Could someone point me in the right direction?
Created 05-18-2015 03:30 PM
Hi -
What version of Cloudera Manager are you running? Cloudera Manager 5.0, unfortunately, had a bug that prevented the YARN Job History Server from picking up changes to the configured value for the YARN remote application log directory. This was fixed in CM 5.1.
If you are running CM 5.1+, the problem could have to do with the ownership or permissions of the remote application log directory (the HDFS directory where the logs are stored).
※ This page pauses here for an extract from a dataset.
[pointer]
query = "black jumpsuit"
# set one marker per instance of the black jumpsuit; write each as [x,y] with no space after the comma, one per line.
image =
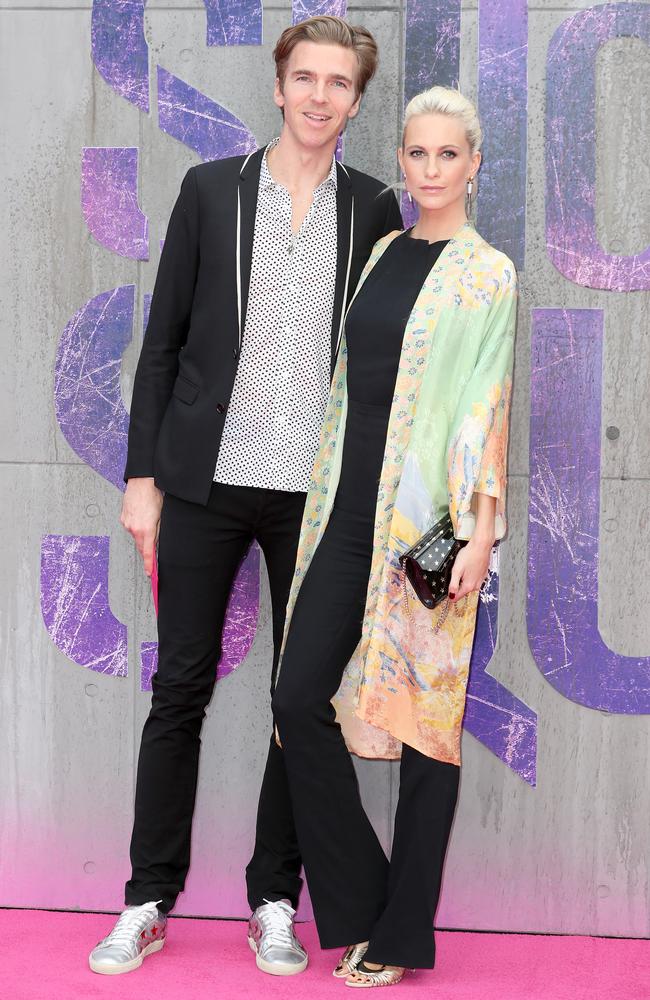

By default, this is "/tmp/logs", but it can be configured to a different value in CM (YARN > Configuration > search for "remote app log dir").
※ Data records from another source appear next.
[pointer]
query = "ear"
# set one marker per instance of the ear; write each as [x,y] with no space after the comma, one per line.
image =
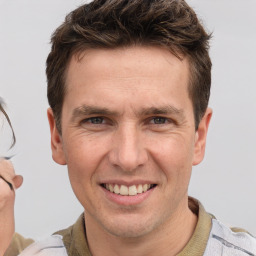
[200,138]
[56,140]
[17,181]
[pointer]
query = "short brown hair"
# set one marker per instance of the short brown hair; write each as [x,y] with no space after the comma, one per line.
[8,120]
[171,24]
This HDFS directory (and subdirectories) needs to be readable by group hadoop. Please check the ownership/permissions using "hdfs dfs -ls -R /tmp" from the command line (replacing "/tmp" with the value of YARN's remote app log dir, if it has been set to a different value). The group ownership should be "hadoop," and the permissions should allow group read access. If this is not the case, you can use "hdfs dfs -chown -R mapred:hadoop to set the group ownership recursively.
Regards,
Mark
Created 05-15-2015 04:27 PM
Hi,
If you click on the "Applications" link near the top of the YARN service page, you'll be taken to a page with information about YARN jobs. Clicking on a job ID link on that page will display a summary page for the job. From there, you can drill down into individual map and reduce tasks, and view the associated logs.
Regards,
Mark
Created 05-18-2015 12:59 PM
I think that the "drilling down into the individual map/reduce tasks" is where this falls apart for me.
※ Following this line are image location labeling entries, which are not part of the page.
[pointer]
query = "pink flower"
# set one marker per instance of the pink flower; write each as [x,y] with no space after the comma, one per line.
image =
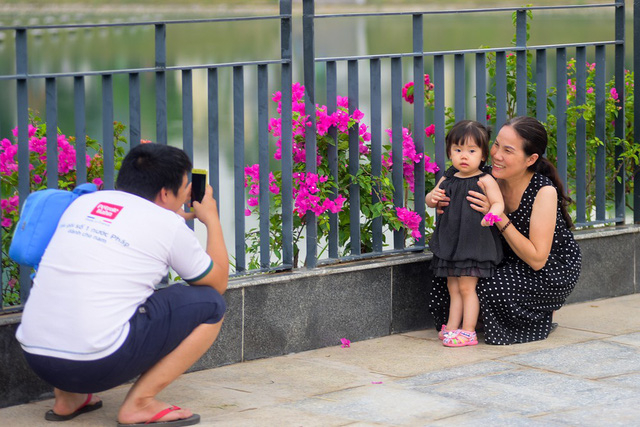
[411,220]
[430,130]
[358,115]
[614,93]
[407,92]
When I click on the task (e.g. application_1431658373269_0170) it shows me a list of application masters.
From there I can click on the node id (e.g. hadoopslave0011p1mdw1.sendgrid.net:8042) This takes me to a page where I can see all of the containers currently running, and see logs for the node itself, which isn't what I need.
I can also click on "logs" for the application master. This takes me to a page that says
Error getting logs for container_e23_1431658373269_0170_01_000001
Which tells me that the cluster is mis-configured in some way, and isn't even producing them. Can you recommend a next step?
Created 05-18-2015 03:30 PM
Hi -
What version of Cloudera Manager are you running? Cloudera Manager 5.0, unfortunately, had a bug that prevented the YARN Job History Server from picking up changes to the configured value for the YARN remote application log directory. This was fixed in CM 5.1.
If you are running CM 5.1+, the problem could have to do with the ownership or permissions of the remote application log directory (the HDFS directory where the logs are stored). By default, this is "/tmp/logs", but it can be configured to a different value in CM (YARN > Configuration > search for "remote app log dir").
This HDFS directory (and subdirectories) needs to be readable by group hadoop. Please check the ownership/permissions using "hdfs dfs -ls -R /tmp" from the command line (replacing "/tmp" with the value of YARN's remote app log dir, if it has been set to a different value). The group ownership should be "hadoop," and the permissions should allow group read access. If this is not the case, you can use "hdfs dfs -chown -R mapred:hadoop to set the group ownership recursively.
Regards,
Mark
Created 05-26-2015 06:43 PM
Thank you, mfox. My problem was that the basic install set all of HDFS's groups to "superuser" instead of "hadoop". Changing it to "hadoop" allowed mapreduce to write its history logs to the correct location.